Caldo de verduras (vegetable broth). (Denise Florez/CALÓ News)

The conversation usually starts with me asking my mom before she is planning to visit.

“¿Me haces sopa de verduras?” (Will you make me vegetable soup?)

To which she always replies, “Do you mean soup or caldo?” 

I always forget that caldo is the kind that my grandmother used to make. The one that tastes like my childhood. The caldo is cooked with the vegetables barely cut in half, which I used to hate because it would give me more work having to cut each piece. But somehow, that’s how I like it now. 

One day I made vegetable soup, with all the veggies cut up in small pieces and it wasn’t the same. Perhaps it is only the memory that keeps me attached to the potatoes cut in half, the large pieces of corn and the carrots. 

Potatoes are especially my favorite and they always have been. I’ve always loved leaving that delicious half piece of golden potato, with the skin still on, until the caldo’s liquid is almost gone. I will cut it slowly and enjoy piece by piece, pouring some lime and salt on each spoonful. 

My husband watches perplexed as he sees me pour lime on my caldo, then lime on my elote and finally on my potato. 

“Isn’t that enough limón?” he will ask me. “Never enough,” I say. 

Each spoonful of caldo brings me closer to the days when I used to hate it whenever my grandmother would make it. But now it reminds me of the aromas in her kitchen. Of her voice telling me I had to eat it. 

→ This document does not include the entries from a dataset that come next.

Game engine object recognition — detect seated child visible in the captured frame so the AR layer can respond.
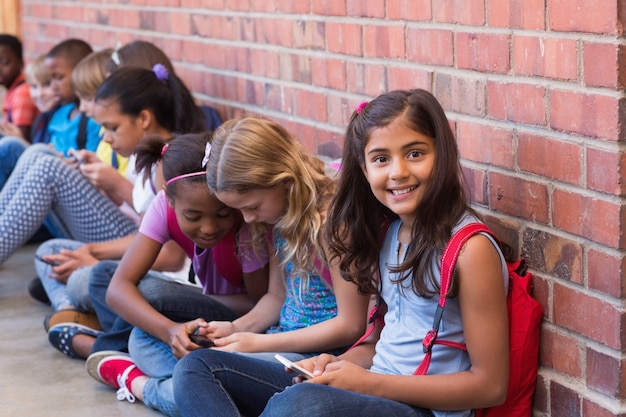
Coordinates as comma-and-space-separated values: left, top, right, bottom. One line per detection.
0, 33, 38, 139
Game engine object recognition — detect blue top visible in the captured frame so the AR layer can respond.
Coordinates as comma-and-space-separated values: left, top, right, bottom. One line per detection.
371, 215, 509, 417
48, 103, 101, 156
267, 232, 337, 333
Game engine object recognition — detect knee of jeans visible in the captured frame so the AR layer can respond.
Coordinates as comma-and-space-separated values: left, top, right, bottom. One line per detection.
89, 261, 118, 288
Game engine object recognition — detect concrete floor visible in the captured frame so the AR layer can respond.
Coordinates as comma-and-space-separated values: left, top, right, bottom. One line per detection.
0, 245, 163, 417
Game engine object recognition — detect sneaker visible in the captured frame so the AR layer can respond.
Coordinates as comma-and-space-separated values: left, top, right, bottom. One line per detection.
28, 277, 50, 305
96, 355, 146, 403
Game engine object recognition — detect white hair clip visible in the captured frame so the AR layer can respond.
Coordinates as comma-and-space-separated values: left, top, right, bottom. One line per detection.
202, 142, 211, 168
111, 41, 122, 67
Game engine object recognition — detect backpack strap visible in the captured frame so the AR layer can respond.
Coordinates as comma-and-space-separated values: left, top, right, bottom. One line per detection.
413, 223, 497, 375
76, 112, 89, 149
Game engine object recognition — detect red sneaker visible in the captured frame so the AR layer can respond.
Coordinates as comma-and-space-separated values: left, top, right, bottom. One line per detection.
97, 355, 146, 403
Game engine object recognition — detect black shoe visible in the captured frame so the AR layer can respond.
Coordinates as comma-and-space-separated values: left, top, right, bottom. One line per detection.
28, 277, 50, 305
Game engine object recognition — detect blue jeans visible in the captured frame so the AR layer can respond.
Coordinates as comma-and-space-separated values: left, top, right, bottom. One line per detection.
35, 239, 93, 311
89, 261, 239, 354
261, 377, 433, 417
0, 136, 28, 190
174, 349, 296, 417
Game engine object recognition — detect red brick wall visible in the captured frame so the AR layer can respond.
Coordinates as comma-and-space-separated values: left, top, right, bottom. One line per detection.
22, 0, 626, 417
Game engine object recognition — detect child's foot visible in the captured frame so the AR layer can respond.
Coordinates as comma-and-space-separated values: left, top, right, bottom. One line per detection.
48, 323, 102, 359
96, 354, 146, 403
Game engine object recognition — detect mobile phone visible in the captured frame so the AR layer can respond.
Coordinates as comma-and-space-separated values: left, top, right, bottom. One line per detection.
67, 148, 85, 165
35, 254, 61, 266
189, 330, 215, 347
274, 353, 313, 379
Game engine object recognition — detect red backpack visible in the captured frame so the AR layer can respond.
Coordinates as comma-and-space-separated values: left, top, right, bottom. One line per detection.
415, 223, 543, 417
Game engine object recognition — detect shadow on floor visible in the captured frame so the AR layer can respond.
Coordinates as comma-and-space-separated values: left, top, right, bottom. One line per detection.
0, 246, 163, 417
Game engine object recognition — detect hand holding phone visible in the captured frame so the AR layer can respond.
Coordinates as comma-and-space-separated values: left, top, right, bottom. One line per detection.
35, 254, 61, 266
67, 148, 85, 165
274, 353, 313, 379
189, 328, 215, 348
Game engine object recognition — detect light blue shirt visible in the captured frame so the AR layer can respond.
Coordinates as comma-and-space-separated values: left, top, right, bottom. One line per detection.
371, 216, 509, 417
48, 103, 101, 156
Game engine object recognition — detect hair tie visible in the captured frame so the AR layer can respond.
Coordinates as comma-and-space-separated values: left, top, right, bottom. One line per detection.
202, 142, 211, 168
354, 101, 369, 114
152, 64, 169, 81
111, 41, 122, 67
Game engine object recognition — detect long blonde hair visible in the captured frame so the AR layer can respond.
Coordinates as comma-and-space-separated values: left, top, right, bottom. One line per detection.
207, 117, 335, 274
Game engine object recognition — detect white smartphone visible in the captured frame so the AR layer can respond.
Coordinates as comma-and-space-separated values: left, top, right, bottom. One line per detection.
67, 148, 85, 165
274, 353, 313, 379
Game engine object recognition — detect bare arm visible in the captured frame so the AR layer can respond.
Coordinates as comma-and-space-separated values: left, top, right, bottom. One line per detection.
313, 235, 509, 410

Nowadays I only eat it when it’s cold or when I have a cold. Nothing brings me back to health like the caldo de verduras. 

For my husband and my daughter, vegetables are not enough. “It needs some meat!” she will insist. “At least some chicken,” he will say. But no. El caldo de verduras is how my grandma used to cook it for us, all of my cousins, and me, even during summer (especially during summer). My grandmother was vegetarian, and even though I never have been, even though my parents tried, I still prefer the caldo to be meatless. And even though we didn’t like eating vegetables, we could feel our grandma’s warmth through the broth.